I seem to remember several days ago when I selected this task the first time, the task timer or clock showed this task estimated time to complete at 4 minutes each.

This is a well known and heavily discussed side effect of Einstein's continuing use of a single duration correction factor (DCF) combined with inaccurate crunch time estimates (in completely opposite directions) for the two main GPU apps - GRP and GW.

I'm sure cecht is fully aware of this and he would understand that it's not the cause of what he is describing.

If you want to understand why your initial GW tasks had a very low estimate, and why you would have received a whole bunch more than expected, just do a search for DCF (or duration correction factor). There are probably plenty of hits to browse just for 2021 alone. Just try filtering on 2021 to see if you find a suitable explanation. If not, you would find it for certain in 2020.

Cheers,
Gary.

cecht

Joined: 7 Mar 18

Posts: 1453

Credit: 2535381336

RAC: 1946298

Gary Roberts wrote:Here is

19 May 2021 13:46:03 UTC

Message 185969 in response to message 185958

(moderation:

)

Gary Roberts wrote:

Here is a link to a comment that Richard Haselgrove posted about problems with <max_concurrent> a little while ago. It was the first reference I found with a search just now and I think there were other comments from him with even more details.

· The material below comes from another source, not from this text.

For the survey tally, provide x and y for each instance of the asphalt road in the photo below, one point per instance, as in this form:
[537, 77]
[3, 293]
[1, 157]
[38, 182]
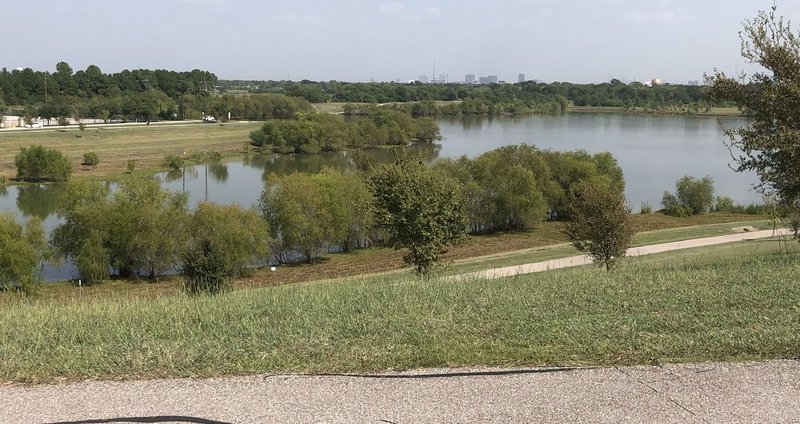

Hopefully he'll see his name being used in vain and respond accordingly with more information :-). Knowing Richard, he has probably continued to pursue this relentlessly :-).

Dang, I need to sharpen my search skills. Thanks for the tip. I have pulled <max_concurrent> from app_config and I am waiting to see if magic happens. Both hosts have been using <max_concurrent>, like forever, but it is only recently on the one host that Bloated Task Queue Syndrome popped up. I'll report back tomorrow with results.

EDIT: Actually I have pulled <project_max_concurrent>, because I had not been using <max_concurrent>. Well, just checked and I did have <max_concurrent> set for <name>einstein_O2MD1</name> and have pulled that as well. That was a crumb left over for when I tried to run O2MD1 CPU tasks simultaneously with O3ASE GPU tasks, but since had un-ticked the O2MD1 app and all CPU tasks from by Project Preferences.

Ideas are not fixed, nor should they be; we live in model-dependent reality.

cecht

Joined: 7 Mar 18

Posts: 1453

Credit: 2535381336

RAC: 1946298

earthbilly wrote:Cecht, do

19 May 2021 13:39:19 UTC

Message 185970 in response to message 185956

(moderation:

)

earthbilly wrote:

Cecht, do you remember what the original batch you Q'd said per task? And is it getting closer? Sounds like it is not. Guess I could try again. Now I am interested. Just in case I'm only going to allow one computer to get them. One I know I can run x2 per gpu. Tomorrow. Then I'll report.

My task times haven't much changed since this oddness began; just the usual fluctuation with different task sets. I don't recall exactly when the problem first arose (maybe 1-2 weeks ago), or what I might have done differently at the time (*sigh* old age is hell.) I do know that when it happened my queue quickly rose to 1002 tasks and stayed at 1001 and 1002 ever since. I once ticked "No new tasks", which knocked it down a few hundred, naturally, but when I allowed new work again, it immediately shot back up to 1001-1002.

Ideas are not fixed, nor should they be; we live in model-dependent reality.

Tom M

Joined: 2 Feb 06

Posts: 5813

Credit: 7902361258

RAC: 6079269

cecht wrote: I do know that

19 May 2021 15:01:24 UTC

Message 185973 in response to message 185970

(moderation:

)

cecht wrote:

I do know that when it happened my queue quickly rose to 1002 tasks and stayed at 1001 and 1002 ever since. I once ticked "No new tasks", which knocked it down a few hundred, naturally, but when I allowed new work again, it immediately shot back up to 1001-1002.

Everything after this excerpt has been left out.